Enquanto esperava, arrumei tudo para sair. Liguei para minha mãe, mas ela não atendeu. Minha segunda opção era Keneka.
- Oi, tá tudo bem? - atendeu Keneka, sua voz soando preocupada.
- Estou me sentindo como se alguém estivesse me vigiando. - Tranquei a porta, sentindo um frio na barriga.
- Chama a polícia! - ela exclamou.
- Eu chamei o Uber. Acho que é só impressão, não sei.
- Tá, então vou te distrair enquanto isso.
- Por favor. - Sentei na cadeira, tentando me acalmar.
Keneka começou a contar sobre a pessoa com quem ficou na noite anterior, mas logo mudou de assunto, falando sobre irmos à Tailândia.
- Não sei se vou conseguir comprar o ingresso.

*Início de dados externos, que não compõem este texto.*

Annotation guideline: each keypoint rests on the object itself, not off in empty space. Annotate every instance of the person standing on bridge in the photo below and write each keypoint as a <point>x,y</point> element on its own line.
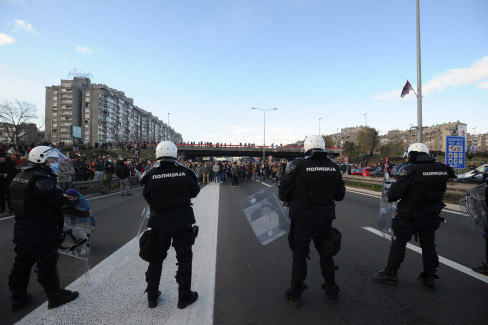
<point>420,187</point>
<point>311,186</point>
<point>168,189</point>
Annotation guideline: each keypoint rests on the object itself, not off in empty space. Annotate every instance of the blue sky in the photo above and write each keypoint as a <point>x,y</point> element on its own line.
<point>208,62</point>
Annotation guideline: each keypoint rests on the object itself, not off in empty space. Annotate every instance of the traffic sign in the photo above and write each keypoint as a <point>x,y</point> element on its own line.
<point>455,152</point>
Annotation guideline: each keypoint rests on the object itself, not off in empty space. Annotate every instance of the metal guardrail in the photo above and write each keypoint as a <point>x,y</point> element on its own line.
<point>100,184</point>
<point>452,188</point>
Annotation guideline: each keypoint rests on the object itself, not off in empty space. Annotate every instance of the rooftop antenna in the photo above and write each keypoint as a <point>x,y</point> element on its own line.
<point>78,74</point>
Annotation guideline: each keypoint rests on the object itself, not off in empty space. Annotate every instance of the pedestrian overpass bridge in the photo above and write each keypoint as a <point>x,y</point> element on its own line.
<point>193,151</point>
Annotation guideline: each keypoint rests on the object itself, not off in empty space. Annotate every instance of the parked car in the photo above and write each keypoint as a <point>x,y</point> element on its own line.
<point>368,171</point>
<point>378,172</point>
<point>394,171</point>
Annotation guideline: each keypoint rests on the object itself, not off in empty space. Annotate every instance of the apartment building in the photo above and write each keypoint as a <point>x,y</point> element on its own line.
<point>102,113</point>
<point>433,136</point>
<point>28,133</point>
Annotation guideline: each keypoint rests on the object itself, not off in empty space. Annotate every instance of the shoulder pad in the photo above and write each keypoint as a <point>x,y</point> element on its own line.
<point>406,170</point>
<point>292,167</point>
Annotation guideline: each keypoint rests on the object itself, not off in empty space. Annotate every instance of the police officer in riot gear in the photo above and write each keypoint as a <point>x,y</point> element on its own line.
<point>168,188</point>
<point>420,187</point>
<point>38,205</point>
<point>483,267</point>
<point>310,186</point>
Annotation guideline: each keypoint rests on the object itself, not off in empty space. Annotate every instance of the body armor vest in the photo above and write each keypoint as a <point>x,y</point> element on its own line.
<point>169,188</point>
<point>19,192</point>
<point>316,182</point>
<point>429,186</point>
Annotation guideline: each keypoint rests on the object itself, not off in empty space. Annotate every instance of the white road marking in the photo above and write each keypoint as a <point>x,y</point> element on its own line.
<point>114,291</point>
<point>442,260</point>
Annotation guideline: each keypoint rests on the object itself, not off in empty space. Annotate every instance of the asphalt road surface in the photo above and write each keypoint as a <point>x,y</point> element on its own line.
<point>251,278</point>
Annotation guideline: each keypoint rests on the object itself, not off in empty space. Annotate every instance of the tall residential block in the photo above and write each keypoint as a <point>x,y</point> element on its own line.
<point>102,113</point>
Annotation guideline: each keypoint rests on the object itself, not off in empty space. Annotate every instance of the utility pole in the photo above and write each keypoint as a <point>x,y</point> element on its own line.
<point>419,80</point>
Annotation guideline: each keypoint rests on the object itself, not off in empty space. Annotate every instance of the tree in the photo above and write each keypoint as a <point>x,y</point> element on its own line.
<point>351,150</point>
<point>17,119</point>
<point>392,149</point>
<point>367,139</point>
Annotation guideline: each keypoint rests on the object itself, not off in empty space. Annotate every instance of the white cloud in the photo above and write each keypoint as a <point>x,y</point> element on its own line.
<point>483,85</point>
<point>21,25</point>
<point>83,50</point>
<point>240,129</point>
<point>5,39</point>
<point>476,73</point>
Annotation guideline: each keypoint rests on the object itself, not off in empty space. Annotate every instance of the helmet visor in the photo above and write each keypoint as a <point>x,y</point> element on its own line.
<point>54,156</point>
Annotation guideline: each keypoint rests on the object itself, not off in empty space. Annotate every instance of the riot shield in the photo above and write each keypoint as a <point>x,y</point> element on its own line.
<point>75,239</point>
<point>143,219</point>
<point>266,215</point>
<point>473,203</point>
<point>387,209</point>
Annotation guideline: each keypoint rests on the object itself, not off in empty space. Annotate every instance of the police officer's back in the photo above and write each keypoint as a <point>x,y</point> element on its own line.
<point>38,205</point>
<point>420,187</point>
<point>311,186</point>
<point>168,189</point>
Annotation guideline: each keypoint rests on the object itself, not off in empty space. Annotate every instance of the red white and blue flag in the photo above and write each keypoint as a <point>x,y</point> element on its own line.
<point>406,89</point>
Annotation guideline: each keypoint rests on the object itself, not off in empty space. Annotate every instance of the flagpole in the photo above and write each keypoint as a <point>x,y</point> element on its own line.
<point>419,81</point>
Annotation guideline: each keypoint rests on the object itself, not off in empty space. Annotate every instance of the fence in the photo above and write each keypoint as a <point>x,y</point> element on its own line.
<point>99,186</point>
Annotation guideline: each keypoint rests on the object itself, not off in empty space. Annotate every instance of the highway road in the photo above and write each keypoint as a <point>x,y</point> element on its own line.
<point>250,279</point>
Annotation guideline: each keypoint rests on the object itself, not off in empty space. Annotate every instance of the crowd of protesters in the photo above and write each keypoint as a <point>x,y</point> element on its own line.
<point>236,172</point>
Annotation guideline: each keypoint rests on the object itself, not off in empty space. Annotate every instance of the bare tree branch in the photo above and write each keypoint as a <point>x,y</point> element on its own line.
<point>15,118</point>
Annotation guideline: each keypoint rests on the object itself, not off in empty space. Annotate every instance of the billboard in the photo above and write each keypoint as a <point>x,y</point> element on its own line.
<point>455,149</point>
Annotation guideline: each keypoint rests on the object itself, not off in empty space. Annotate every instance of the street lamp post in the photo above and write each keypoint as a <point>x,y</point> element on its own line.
<point>264,128</point>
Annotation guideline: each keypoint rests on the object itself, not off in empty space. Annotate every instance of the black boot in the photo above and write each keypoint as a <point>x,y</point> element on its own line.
<point>186,299</point>
<point>152,297</point>
<point>386,277</point>
<point>62,297</point>
<point>20,300</point>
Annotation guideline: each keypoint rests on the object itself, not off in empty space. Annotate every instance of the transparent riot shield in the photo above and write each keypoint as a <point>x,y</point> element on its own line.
<point>266,215</point>
<point>143,219</point>
<point>387,209</point>
<point>75,239</point>
<point>473,203</point>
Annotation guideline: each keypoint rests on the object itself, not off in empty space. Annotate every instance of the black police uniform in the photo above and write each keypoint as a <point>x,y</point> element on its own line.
<point>38,205</point>
<point>483,267</point>
<point>420,187</point>
<point>311,186</point>
<point>168,189</point>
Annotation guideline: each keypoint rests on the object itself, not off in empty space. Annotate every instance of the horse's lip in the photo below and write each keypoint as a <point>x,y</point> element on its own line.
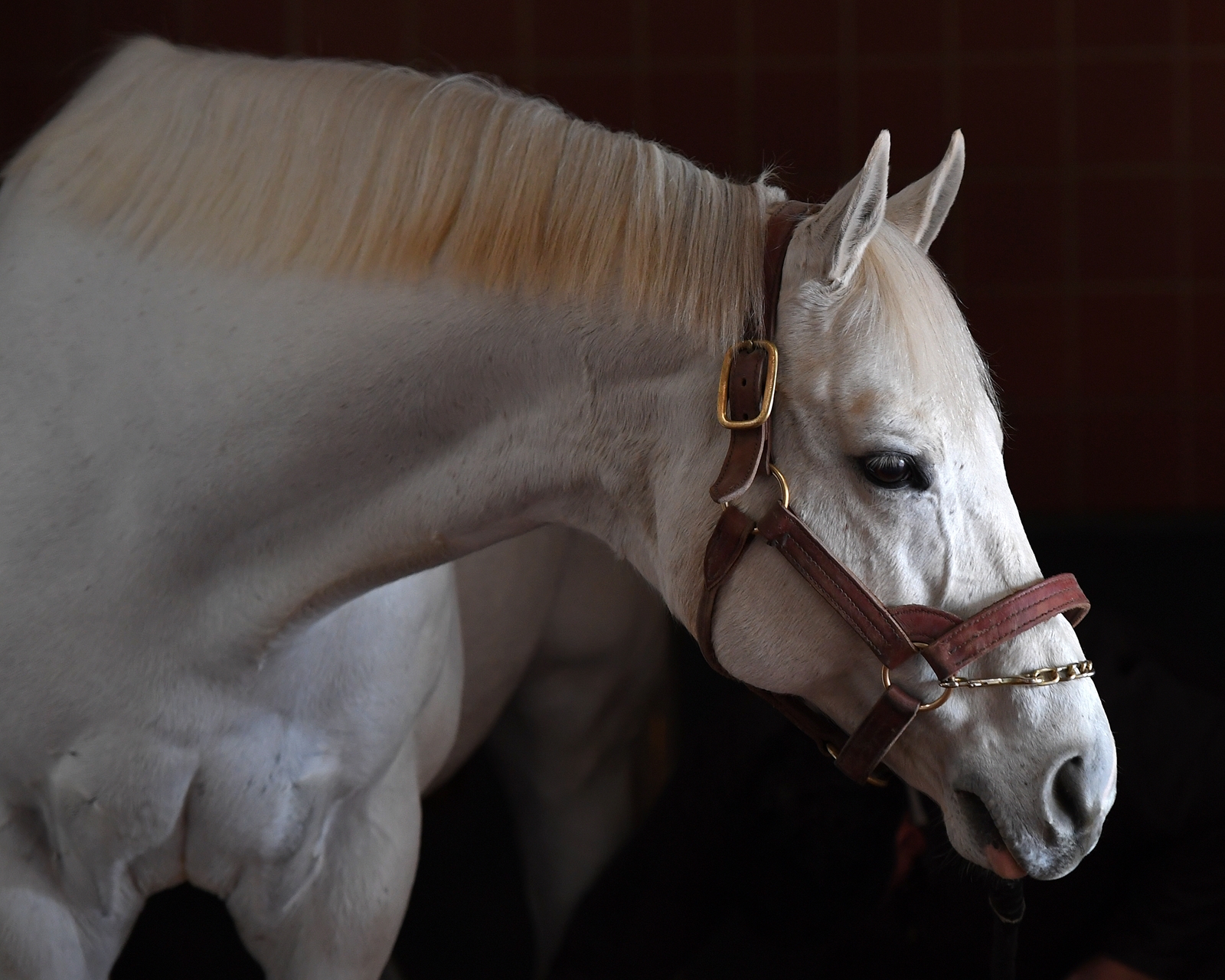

- A gente te ajuda com o dinheiro.
- Tá bom, combinado então. - Sorrir aliviada e olhei a notificação do Uber, informando que o carro havia chegado.
Olhei para fora da loja pelo vidro e não vi nenhum carro.
- O Uber chegou, vou desligar.
- Tá bom, quando chegar, me avisa.
- Certo. - Levantei.
Peguei minha bolsa e a caixa de bolachas, apagando a luz da loja. Destranquei a porta, abri e fechei em seguida, trancando-a.
Olhei o carro parando em frente à loja e conferi a placa. Me aproximei do veículo.
- Kel? - perguntou o motorista, um homem de aparência tranquila.
- Isso. - Entrei e fechei a porta logo em seguida. Coloquei o cinto de segurança e compartilhei a localização com keneka.
Abro a janela do carro que vira a esquina e lá eu vejo um homen estranho, de capuz branco me encarando. Não da pra ver muito seu rosto por conta da mal iluminação.Sinto meu corpo arrepiar então fecho novamente.